Apparaissant au premier abord comme obstacles à la constitution de la situation professionnelle, ces pistes nous semblent constituer des thèmes de travaux futurs ouvrant à la constituer en objet scientifique.

Conclusion

Dans cette contribution, nous avons d’abord exposé la façon dominante d’aborder les situations dans notre courant théorique de référence, la psychologie ergonomique appliquée à la formation professionnelle des adultes, et souligné son incapacité à se saisir de la notion de situation professionnelle.

Les débats de normes et le questionnement des règles d’action appliqués à un conseil agricole prenant de nouveaux repères dans un contexte de décalages amenés par les impératifs agro-environnementaux nous a semblé un terrain propice pour saisir les implications d’attribuer la qualification de professionnelle aux situations. Il en ressort que cette qualification s’inscrirait dans une tension entre invariance et perspective, que l’on peut considérer comme deux régimes de l’activité (Olry, 2008) des conseillers, que caractérisent les transactions entre sujets, l’activité face à la survenue d’événements et le mouvement d’adaptation posturale qu’ils appellent. Ces deux régimes agissent en forces de rappel réciproques quant à l’activité déployée par les conseillers d’orientation, d’enquête, face à des situations perturbées. Nous avons documenté ces régimes en précisant « l’équipement » de chacun d’eux.

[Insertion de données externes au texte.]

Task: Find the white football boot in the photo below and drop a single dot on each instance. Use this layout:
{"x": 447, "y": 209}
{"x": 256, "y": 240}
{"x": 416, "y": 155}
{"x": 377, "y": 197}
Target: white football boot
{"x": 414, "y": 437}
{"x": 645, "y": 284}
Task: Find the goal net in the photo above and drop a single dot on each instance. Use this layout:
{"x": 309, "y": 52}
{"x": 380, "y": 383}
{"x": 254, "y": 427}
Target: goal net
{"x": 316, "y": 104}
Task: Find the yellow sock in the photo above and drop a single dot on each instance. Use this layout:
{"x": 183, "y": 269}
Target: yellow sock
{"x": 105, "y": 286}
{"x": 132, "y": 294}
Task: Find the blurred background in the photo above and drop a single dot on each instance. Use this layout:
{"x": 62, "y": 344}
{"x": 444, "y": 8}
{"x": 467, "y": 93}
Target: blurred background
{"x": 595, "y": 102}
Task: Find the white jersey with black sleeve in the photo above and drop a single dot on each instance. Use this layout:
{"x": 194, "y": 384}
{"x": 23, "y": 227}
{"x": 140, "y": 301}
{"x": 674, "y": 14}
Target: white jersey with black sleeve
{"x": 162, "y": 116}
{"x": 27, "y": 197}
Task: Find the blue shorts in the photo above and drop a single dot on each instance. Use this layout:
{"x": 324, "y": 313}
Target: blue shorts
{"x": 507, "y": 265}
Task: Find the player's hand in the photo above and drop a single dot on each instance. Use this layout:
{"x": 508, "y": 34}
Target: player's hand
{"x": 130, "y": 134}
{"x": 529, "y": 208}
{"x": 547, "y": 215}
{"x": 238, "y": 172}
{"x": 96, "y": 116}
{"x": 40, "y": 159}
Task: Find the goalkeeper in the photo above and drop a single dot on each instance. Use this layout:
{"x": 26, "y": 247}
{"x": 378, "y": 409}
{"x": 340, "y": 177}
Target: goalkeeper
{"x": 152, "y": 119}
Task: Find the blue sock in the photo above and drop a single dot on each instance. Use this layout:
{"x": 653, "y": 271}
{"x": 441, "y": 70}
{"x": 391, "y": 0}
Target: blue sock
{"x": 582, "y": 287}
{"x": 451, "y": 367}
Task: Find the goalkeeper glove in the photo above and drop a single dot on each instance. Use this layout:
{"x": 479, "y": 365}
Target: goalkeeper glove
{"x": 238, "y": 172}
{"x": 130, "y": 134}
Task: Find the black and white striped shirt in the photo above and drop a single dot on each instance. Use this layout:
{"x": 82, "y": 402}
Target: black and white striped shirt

Sur cette base, nous proposons trois pistes d’étude pour des recherches ultérieures qui ouvrent à la prise en compte de la situation professionnelle comme objet scientifique. La première, épistémologique, dans le cadre de la psychologie ergonomique qui interroge le statut de la situation, qualifiée de professionnelle, dans le couple qu’elle forme avec l’activité. La deuxième, théorique, questionne le rapport de l’activité à une situation inscrite dans la durée propre à une culture du travail. La troisième porte sur les objets de l’analyse susceptibles d’éclairer la fondation de la situation professionnelle comme objet scientifique, notamment en donnant toute sa place à l’historicité des situations.